Old vs New regime — the decision before you file
In this chapter: Slab-by-slab comparison for FY 2024-25 and FY 2025-26 · Which regime suits which deduction profile · The default regime and the option to switch each year · A simple rule of thumb that gets it right 90% of the time
Since FY 2023-24, the New tax regime (lower slabs, fewer deductions) is the default. The Old regime (higher slabs but allows 80C, 80D, HRA, LTA, home-loan interest, and more) must be actively chosen each year. Salaried filers can switch between regimes freely each year; self-employed filers can switch only once. Choosing the wrong regime can cost ₹20,000-1L+ depending on income and deductions.
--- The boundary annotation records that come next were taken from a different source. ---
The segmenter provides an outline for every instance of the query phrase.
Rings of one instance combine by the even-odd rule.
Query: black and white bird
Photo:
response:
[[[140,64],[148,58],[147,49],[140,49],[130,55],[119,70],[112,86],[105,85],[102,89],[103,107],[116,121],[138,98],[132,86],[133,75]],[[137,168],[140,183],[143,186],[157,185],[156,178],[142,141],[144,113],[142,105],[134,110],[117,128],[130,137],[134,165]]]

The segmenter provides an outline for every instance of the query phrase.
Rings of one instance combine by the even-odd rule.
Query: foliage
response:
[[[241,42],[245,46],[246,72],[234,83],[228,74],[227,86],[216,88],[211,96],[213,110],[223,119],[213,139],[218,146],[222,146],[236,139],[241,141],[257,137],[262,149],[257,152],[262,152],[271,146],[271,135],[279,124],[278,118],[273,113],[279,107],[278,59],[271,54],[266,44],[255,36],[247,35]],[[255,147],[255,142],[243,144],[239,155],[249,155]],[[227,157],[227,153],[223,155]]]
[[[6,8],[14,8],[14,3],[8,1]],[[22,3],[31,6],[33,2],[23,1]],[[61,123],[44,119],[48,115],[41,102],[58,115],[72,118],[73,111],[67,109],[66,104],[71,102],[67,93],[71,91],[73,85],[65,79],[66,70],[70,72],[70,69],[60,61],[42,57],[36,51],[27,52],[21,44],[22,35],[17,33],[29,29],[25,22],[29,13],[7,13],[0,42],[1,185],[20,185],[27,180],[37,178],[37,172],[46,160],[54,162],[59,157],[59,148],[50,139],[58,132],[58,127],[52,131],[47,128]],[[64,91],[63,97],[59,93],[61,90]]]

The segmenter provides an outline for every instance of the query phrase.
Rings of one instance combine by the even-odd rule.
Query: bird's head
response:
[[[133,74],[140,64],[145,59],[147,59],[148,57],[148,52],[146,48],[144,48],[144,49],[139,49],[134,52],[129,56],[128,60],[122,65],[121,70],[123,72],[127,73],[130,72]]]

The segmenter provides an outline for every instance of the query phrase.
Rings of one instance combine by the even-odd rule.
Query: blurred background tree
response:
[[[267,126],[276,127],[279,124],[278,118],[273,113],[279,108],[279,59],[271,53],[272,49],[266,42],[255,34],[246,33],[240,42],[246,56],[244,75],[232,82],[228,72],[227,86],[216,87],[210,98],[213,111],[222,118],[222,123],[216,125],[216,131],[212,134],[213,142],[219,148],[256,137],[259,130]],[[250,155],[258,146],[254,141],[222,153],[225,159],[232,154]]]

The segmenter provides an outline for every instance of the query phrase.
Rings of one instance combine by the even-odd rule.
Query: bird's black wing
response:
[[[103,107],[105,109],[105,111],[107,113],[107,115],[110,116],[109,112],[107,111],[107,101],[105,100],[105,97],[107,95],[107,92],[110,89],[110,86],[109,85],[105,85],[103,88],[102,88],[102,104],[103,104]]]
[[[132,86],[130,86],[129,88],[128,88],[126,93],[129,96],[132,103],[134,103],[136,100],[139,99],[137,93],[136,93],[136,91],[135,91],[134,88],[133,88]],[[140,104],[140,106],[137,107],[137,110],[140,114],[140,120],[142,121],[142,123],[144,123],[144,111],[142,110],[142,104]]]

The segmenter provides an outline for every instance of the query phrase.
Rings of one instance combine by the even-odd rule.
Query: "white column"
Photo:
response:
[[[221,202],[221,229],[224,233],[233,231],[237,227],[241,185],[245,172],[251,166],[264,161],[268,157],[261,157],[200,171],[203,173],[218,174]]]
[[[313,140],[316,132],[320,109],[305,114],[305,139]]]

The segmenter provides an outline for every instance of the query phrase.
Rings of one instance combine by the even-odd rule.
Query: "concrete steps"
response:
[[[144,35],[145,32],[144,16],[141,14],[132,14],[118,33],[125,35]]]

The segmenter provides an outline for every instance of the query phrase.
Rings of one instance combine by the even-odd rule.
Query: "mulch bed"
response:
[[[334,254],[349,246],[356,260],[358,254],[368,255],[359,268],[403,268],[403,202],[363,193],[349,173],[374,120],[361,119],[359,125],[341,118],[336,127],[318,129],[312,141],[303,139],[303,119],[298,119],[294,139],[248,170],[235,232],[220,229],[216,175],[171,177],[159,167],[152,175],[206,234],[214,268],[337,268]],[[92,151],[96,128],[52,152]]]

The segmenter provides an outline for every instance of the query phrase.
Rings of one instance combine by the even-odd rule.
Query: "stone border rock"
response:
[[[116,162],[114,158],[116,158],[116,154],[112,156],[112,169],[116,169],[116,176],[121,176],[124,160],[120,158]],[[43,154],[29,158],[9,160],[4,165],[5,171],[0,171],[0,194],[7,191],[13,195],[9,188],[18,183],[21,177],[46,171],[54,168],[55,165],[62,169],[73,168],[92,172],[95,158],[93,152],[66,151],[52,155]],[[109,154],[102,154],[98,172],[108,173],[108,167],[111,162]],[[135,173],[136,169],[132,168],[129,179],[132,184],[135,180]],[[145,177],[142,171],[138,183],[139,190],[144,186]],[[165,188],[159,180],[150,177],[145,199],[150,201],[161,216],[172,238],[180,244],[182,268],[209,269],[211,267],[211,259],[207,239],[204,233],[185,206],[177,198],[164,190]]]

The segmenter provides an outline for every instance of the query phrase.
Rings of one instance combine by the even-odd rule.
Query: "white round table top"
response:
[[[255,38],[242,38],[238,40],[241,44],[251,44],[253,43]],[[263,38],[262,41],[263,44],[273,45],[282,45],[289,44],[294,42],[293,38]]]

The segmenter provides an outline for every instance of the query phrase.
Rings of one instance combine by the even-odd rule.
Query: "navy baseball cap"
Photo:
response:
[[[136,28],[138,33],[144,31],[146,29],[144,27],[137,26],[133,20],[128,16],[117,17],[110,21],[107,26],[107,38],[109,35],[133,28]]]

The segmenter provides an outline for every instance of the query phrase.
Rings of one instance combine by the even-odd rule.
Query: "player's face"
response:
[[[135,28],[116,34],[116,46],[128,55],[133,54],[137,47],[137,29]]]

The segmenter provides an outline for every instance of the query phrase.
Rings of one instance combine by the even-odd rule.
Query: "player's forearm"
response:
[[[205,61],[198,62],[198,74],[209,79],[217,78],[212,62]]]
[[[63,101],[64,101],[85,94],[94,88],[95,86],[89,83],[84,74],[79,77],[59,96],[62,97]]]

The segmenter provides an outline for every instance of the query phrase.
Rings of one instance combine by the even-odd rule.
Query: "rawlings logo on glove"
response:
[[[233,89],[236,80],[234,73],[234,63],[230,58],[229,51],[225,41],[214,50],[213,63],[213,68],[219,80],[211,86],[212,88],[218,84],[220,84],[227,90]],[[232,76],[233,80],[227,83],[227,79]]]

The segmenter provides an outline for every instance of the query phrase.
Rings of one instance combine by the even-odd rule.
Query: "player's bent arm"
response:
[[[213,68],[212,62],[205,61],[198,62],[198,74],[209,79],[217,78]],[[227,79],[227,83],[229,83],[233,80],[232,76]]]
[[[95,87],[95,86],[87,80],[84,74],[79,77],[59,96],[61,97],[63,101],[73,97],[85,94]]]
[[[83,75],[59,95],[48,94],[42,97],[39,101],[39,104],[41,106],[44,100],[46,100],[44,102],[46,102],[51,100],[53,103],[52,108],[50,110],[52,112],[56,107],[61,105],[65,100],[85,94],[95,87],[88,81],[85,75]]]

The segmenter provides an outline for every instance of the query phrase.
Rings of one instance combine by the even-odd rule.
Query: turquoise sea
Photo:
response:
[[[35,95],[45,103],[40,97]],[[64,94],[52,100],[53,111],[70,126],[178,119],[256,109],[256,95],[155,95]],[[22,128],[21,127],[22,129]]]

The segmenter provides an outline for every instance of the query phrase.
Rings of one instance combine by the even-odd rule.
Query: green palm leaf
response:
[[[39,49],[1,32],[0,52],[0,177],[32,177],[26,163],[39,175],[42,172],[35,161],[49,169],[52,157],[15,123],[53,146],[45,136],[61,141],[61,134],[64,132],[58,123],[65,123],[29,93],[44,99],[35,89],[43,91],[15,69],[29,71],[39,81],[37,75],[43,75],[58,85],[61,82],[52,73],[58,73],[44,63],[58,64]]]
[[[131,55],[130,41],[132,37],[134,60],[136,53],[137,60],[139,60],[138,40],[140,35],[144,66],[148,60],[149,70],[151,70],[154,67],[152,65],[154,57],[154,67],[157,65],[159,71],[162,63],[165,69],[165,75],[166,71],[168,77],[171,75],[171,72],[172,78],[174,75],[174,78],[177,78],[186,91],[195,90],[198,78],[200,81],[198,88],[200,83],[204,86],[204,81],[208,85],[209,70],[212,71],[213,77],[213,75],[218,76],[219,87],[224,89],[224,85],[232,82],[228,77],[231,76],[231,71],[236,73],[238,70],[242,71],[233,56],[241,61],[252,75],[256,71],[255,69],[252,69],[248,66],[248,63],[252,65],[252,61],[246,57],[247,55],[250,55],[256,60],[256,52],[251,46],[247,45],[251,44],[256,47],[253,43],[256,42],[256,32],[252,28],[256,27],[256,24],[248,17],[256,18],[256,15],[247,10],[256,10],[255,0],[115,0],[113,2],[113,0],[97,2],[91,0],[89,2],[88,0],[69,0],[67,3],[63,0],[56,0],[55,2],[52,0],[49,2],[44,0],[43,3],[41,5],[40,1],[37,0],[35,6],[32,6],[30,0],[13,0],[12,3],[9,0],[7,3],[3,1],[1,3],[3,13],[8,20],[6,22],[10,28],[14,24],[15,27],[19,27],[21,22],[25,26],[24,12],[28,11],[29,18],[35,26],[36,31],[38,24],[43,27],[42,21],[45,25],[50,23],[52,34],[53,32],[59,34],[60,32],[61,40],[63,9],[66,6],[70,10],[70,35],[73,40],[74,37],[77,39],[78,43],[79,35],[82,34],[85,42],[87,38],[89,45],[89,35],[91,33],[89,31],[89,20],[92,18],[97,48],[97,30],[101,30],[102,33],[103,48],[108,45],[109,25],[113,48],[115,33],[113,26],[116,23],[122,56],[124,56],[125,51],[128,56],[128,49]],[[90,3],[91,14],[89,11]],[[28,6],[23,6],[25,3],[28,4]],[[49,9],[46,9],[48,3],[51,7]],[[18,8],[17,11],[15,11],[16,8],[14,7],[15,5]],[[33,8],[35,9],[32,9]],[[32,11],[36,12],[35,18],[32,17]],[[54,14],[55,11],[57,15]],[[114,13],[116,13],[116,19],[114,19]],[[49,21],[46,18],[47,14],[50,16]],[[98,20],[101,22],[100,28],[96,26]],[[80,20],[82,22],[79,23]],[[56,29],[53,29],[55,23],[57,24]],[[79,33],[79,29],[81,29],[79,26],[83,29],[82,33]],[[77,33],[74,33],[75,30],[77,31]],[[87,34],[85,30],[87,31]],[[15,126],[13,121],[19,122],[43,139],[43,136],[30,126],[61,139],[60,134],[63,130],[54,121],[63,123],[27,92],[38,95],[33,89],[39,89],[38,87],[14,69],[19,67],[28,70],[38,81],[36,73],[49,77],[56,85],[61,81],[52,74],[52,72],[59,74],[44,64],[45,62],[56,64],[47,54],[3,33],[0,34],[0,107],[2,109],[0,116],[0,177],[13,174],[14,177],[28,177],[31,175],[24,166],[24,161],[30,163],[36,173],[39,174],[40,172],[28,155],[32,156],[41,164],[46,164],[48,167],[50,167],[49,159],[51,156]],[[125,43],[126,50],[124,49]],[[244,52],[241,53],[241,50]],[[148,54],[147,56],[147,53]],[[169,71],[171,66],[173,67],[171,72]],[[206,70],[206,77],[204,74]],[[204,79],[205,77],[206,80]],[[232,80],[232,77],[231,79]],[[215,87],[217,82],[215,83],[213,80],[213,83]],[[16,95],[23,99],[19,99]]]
Quick comparison for FY 2025-26 (illustrative, verify current slabs): New regime has slabs starting at 0% up to ₹3L, then graded up to 30% above ₹15L. Standard deduction of ₹75,000 for salaried. Old regime: 0% up to ₹2.5L, 5% to ₹5L, 20% to ₹10L, 30% above. Standard deduction of ₹50,000. The Old regime allows 80C (₹1.5L), 80D (₹25-1L), HRA, home-loan interest (up to ₹2L for self-occupied), and others. The break-even depends on your deductions: if you genuinely use ₹2L+ of 80C/D/HRA/home-loan deductions, Old usually wins. Otherwise New.
The 90% rule: if your total deductions (including HRA, 80C, 80D, NPS, home-loan interest) exceed roughly ₹3.75L for someone in the 20-30% bracket, Old regime tends to win. Below that, New regime wins. Test both on the income-tax department's comparison utility before filing — it is free and gives the exact answer. Also note: the New regime's lower rebate threshold (income up to ₹7L for FY 2024-25 results in zero tax under Section 87A) makes it especially attractive for sub-₹7L incomes regardless of deduction profile.